NaN values for total energy in RAGA

dipto4 commented 3 years ago

Hi, I was performing a simulation involving ~131k particles. It is a two component system with one set of particles have masses 0.1 times the other set of particles. I found that when I used a non-zero value for the coulomb logarithm, I found that the simulation starts reporting NaN values for energy after a few timesteps. Is this behavior expected? If not, how should one go about troubleshooting it?

Thank you.

eugvas commented 3 years ago

well, that's not normal, but something wrong might happen e.g. if the update interval is too large, or some other parameters have unreasonable values - Raga is not as foolproof as it should be.. If you send me the input snapshot and parameter file, I could take a look.

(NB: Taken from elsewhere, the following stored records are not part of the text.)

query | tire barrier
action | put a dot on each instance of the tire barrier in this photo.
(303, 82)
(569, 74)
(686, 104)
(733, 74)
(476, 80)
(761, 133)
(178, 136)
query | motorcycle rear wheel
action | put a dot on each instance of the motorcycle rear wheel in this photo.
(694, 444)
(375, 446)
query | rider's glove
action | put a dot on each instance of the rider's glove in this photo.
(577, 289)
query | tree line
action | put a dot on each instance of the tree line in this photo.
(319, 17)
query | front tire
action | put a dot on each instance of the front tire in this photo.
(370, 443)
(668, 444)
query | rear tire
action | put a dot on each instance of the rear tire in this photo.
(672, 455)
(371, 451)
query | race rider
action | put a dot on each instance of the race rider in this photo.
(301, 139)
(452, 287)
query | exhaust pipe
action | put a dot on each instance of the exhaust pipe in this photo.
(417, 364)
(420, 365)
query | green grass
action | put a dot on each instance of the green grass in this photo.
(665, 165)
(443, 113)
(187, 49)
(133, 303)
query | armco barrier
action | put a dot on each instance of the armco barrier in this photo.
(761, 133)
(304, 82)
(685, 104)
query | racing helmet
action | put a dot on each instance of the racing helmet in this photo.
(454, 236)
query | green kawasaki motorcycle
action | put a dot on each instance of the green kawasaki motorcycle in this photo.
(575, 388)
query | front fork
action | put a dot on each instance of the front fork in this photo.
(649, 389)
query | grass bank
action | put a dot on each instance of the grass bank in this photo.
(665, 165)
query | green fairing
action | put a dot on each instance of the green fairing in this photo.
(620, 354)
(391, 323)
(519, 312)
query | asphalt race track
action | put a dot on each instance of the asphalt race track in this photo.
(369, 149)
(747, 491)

dipto4 commented 3 years ago

Thank you for helping me in such short notice! I noticed that even using a coulomb logarithm of zero spits out NaNs after a few timesteps. I am attaching the initial conditions and the initial parameter file. I am using lmax=2, symmetry=none, episodeLength=0.001. I start getting NaN values for total energy during PotentialUpdate at t=1.588 with coulomb logarithm set to zero. Archive.zip

dipto4 commented 3 years ago

Increasing numSamplesPerEpisode seems to increase the time before the code spits out a NaN.

eugvas commented 3 years ago

ok, found some time to look into this. the immediate reason is that when the potential becomes steep enough near the centre (namely, with density growing faster than r^-2, the potential Phi(0)=-infinity), things begin to break down. The total energy is computed by summing up the particle energies, and adding the potential energy of a central black hole particle (i.e. Mbh Phi(0) ), even if there is no BH - in this case 0 -infinity gives NaN! After correcting this stupid oversight (raga_core.cpp, lines 26-27), energy is finite, but the problem is deeper - the method is not expected to perform well in the case of centrally divergent potentials, at least not when relaxation is included. The strange thing that this gradual deepening of the central potential happens even if I completely turn off the relaxation, which should preserve the system in equilibrium, apart from unavoidable fluctuations caused by a finite particle number. But your snapshots have 128k particles, should be more than enough. Will keep investigating this. Meanwhile, what is the initial model for this simulation?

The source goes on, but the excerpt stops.